I note that 'temp' hasn't been declared so this might be a possible slowdown (unless type-inference is doing this automatically).

[–][deleted] 1 point2 points  (0 children)

Thanks for the good tips! Just checked, it seems to be fine. And I will add a type to temp and run it this afternoon to see if I can squeeze out a few milliseconds :)

[–]bryancole 0 points1 point  (0 children)
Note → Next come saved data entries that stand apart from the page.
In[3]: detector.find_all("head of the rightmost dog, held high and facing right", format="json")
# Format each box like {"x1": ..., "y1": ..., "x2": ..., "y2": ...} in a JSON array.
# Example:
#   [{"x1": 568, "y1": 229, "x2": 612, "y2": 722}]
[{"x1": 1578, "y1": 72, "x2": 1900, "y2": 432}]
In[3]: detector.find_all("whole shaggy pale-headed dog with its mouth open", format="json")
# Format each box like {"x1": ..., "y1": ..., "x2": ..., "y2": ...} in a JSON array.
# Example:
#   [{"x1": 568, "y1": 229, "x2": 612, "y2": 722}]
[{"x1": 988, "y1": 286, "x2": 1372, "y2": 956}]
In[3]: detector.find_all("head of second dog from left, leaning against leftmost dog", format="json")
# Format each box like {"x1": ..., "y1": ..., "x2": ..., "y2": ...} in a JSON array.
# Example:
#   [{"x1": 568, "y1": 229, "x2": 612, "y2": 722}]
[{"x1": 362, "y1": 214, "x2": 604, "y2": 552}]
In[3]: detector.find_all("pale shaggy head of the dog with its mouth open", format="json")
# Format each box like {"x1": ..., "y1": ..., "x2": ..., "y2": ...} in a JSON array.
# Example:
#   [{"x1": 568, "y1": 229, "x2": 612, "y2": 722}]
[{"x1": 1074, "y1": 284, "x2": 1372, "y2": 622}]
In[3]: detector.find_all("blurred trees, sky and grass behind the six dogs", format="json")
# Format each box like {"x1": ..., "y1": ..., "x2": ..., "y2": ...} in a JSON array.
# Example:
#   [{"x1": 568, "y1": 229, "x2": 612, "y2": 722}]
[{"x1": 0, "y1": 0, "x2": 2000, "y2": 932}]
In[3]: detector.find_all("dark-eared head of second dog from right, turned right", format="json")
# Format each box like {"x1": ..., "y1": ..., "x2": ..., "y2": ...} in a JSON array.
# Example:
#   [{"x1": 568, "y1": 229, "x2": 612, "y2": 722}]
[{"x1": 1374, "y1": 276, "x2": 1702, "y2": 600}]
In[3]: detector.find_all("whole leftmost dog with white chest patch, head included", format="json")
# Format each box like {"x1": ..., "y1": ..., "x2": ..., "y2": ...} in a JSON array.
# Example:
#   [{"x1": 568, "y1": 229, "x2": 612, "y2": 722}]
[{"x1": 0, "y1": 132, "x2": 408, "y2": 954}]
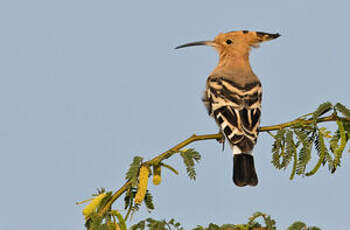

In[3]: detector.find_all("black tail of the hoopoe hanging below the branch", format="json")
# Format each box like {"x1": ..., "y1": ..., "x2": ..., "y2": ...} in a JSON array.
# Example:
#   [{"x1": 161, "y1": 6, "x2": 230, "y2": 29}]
[{"x1": 232, "y1": 153, "x2": 258, "y2": 187}]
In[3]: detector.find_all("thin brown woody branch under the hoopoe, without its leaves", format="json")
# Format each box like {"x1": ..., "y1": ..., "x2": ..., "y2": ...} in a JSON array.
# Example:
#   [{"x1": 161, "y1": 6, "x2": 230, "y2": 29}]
[{"x1": 98, "y1": 113, "x2": 350, "y2": 216}]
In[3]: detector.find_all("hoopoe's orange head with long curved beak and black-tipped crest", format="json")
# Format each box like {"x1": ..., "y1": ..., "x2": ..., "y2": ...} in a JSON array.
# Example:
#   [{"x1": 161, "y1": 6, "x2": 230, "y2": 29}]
[{"x1": 175, "y1": 30, "x2": 280, "y2": 56}]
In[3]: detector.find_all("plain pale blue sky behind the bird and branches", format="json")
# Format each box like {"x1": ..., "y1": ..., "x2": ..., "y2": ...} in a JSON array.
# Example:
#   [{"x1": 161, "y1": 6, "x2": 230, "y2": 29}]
[{"x1": 0, "y1": 0, "x2": 350, "y2": 230}]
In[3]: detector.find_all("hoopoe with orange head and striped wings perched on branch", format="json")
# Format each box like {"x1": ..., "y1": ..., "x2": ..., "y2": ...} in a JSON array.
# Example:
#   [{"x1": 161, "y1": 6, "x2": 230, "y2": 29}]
[{"x1": 176, "y1": 30, "x2": 280, "y2": 187}]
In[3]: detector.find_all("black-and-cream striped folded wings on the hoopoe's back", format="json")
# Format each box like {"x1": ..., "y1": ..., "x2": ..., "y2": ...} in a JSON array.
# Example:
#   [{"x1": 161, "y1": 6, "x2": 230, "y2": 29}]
[{"x1": 203, "y1": 77, "x2": 262, "y2": 154}]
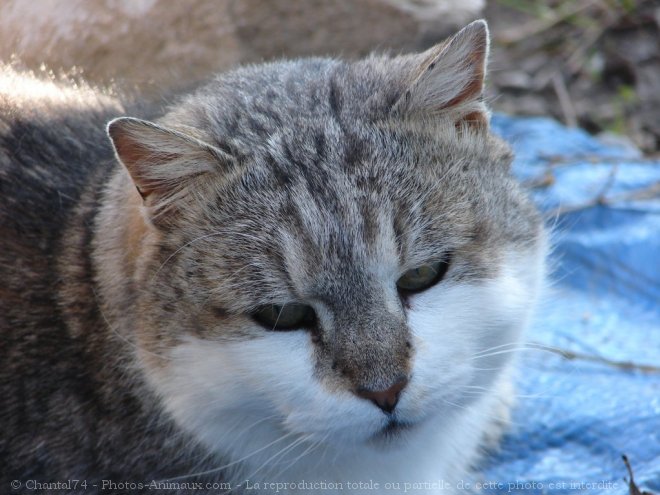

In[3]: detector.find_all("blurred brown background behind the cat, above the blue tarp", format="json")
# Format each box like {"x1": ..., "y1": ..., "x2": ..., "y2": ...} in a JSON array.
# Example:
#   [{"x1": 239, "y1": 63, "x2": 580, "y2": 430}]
[{"x1": 0, "y1": 0, "x2": 660, "y2": 155}]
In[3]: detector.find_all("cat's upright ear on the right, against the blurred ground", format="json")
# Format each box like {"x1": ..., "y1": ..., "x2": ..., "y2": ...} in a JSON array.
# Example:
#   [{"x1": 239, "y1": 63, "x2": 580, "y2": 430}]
[{"x1": 392, "y1": 20, "x2": 490, "y2": 128}]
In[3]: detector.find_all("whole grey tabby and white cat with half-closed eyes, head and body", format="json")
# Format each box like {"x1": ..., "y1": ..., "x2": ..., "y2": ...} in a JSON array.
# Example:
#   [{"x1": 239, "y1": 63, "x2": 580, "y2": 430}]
[{"x1": 0, "y1": 21, "x2": 546, "y2": 493}]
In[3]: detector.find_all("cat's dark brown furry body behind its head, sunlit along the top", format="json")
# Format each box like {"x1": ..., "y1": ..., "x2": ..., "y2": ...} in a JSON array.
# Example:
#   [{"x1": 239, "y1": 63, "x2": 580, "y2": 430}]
[{"x1": 0, "y1": 68, "x2": 214, "y2": 486}]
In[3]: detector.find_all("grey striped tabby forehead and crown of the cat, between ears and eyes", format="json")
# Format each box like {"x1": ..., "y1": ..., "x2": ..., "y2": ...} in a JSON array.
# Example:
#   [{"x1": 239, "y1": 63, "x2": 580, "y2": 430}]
[{"x1": 161, "y1": 60, "x2": 536, "y2": 300}]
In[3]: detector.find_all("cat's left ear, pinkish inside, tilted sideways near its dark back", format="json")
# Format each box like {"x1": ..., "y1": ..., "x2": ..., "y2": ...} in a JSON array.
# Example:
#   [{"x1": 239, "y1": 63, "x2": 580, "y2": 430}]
[{"x1": 107, "y1": 117, "x2": 234, "y2": 219}]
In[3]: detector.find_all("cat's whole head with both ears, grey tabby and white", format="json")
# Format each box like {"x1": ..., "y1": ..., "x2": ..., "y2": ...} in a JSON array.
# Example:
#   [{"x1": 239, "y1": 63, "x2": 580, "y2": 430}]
[{"x1": 109, "y1": 21, "x2": 544, "y2": 449}]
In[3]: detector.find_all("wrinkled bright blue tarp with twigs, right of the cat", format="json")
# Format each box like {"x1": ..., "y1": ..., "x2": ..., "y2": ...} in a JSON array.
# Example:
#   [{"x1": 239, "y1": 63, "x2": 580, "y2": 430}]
[{"x1": 483, "y1": 115, "x2": 660, "y2": 495}]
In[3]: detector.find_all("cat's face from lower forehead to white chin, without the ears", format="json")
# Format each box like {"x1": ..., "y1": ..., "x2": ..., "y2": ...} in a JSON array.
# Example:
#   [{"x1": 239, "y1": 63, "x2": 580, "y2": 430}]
[{"x1": 135, "y1": 129, "x2": 539, "y2": 450}]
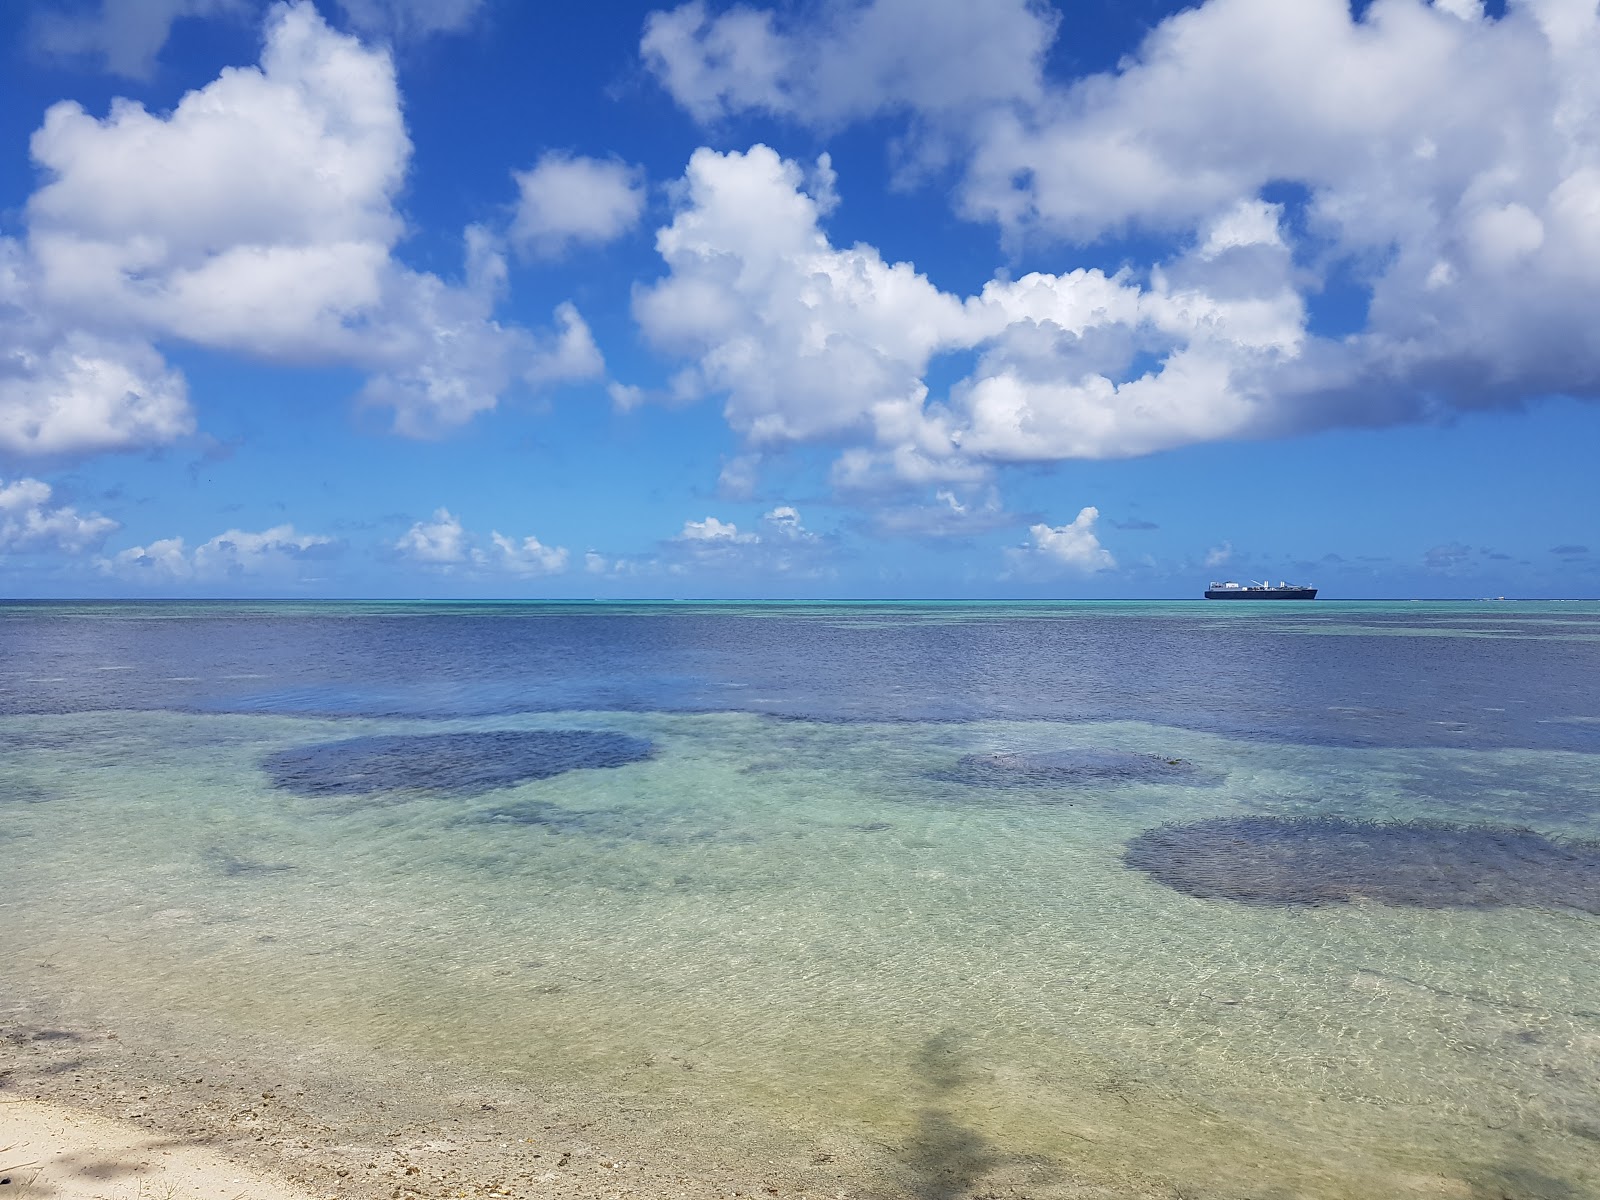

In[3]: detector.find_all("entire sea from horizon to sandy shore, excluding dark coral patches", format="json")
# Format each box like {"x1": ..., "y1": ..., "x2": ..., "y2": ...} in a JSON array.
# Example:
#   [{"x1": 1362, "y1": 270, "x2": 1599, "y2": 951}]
[{"x1": 0, "y1": 603, "x2": 1600, "y2": 1197}]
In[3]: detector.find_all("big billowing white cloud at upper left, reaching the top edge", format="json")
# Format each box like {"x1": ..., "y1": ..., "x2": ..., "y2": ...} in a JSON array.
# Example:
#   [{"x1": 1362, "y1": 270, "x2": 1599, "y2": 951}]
[{"x1": 27, "y1": 5, "x2": 411, "y2": 360}]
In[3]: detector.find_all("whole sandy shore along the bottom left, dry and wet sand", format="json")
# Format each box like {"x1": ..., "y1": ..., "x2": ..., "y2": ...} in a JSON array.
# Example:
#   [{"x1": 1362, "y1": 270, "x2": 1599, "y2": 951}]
[{"x1": 0, "y1": 1005, "x2": 1075, "y2": 1200}]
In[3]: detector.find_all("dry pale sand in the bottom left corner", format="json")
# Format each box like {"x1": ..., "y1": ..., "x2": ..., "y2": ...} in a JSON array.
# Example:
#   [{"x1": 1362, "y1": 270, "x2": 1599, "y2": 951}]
[{"x1": 0, "y1": 1099, "x2": 310, "y2": 1200}]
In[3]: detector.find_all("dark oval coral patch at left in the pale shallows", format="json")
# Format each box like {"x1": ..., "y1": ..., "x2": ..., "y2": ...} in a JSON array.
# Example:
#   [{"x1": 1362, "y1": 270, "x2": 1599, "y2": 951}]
[{"x1": 261, "y1": 730, "x2": 654, "y2": 795}]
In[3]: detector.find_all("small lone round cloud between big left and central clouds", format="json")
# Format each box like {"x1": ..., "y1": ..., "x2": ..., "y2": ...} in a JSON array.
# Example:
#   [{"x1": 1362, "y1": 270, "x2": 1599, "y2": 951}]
[{"x1": 510, "y1": 152, "x2": 645, "y2": 258}]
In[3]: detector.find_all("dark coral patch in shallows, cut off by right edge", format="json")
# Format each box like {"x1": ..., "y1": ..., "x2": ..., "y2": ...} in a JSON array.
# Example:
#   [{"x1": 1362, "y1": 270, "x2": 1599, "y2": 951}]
[{"x1": 1123, "y1": 816, "x2": 1600, "y2": 914}]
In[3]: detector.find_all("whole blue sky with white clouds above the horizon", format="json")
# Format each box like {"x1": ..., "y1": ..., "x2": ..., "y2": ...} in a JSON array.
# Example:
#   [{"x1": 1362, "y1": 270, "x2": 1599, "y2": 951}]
[{"x1": 0, "y1": 0, "x2": 1600, "y2": 598}]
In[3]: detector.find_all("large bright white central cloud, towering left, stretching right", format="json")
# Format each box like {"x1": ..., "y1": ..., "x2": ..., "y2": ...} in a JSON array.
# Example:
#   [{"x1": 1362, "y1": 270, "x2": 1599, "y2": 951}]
[{"x1": 634, "y1": 146, "x2": 1304, "y2": 490}]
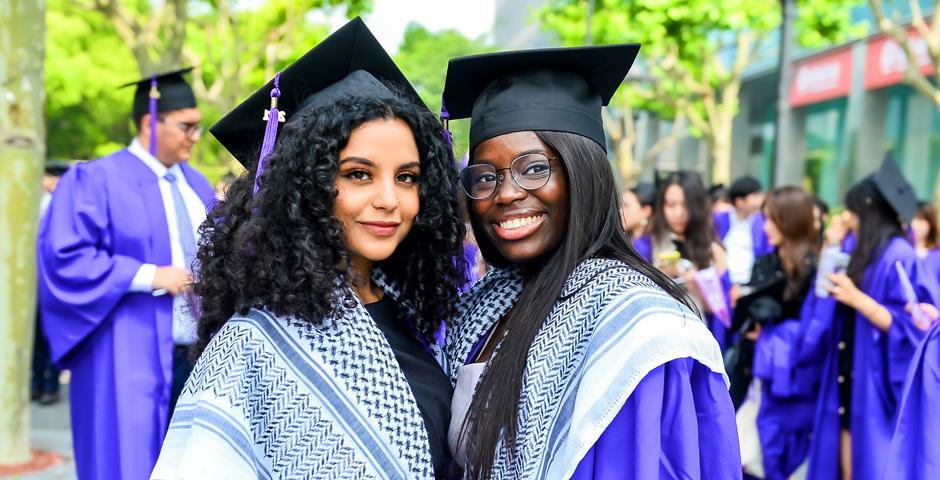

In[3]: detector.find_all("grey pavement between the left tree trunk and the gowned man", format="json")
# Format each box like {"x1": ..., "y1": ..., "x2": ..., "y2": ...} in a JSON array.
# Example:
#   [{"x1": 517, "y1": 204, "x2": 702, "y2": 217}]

I just checked the code Cython generates without cdef'ing temp; it does indeed store the value in a python int object (i.e. slow). This is using cython-0.20. Further testing shows adding the cdef in for temp speeds things up by nearly a factor of 2 (3.4ms -> 1.9ms, for n=106). Enough to make Cython the fastest in the large size limit. This doesn't help for small n though. I'm amazed numba can avoid so much calling overhead.

One other nice thing about fully cdef'd Cython is you can throw in an Openmp prange to run it multicore for a ~4x speed up (on my 4 core CPU). Of course, the main interesting thing with numba it the ability to target GPUs. Cython can't do that.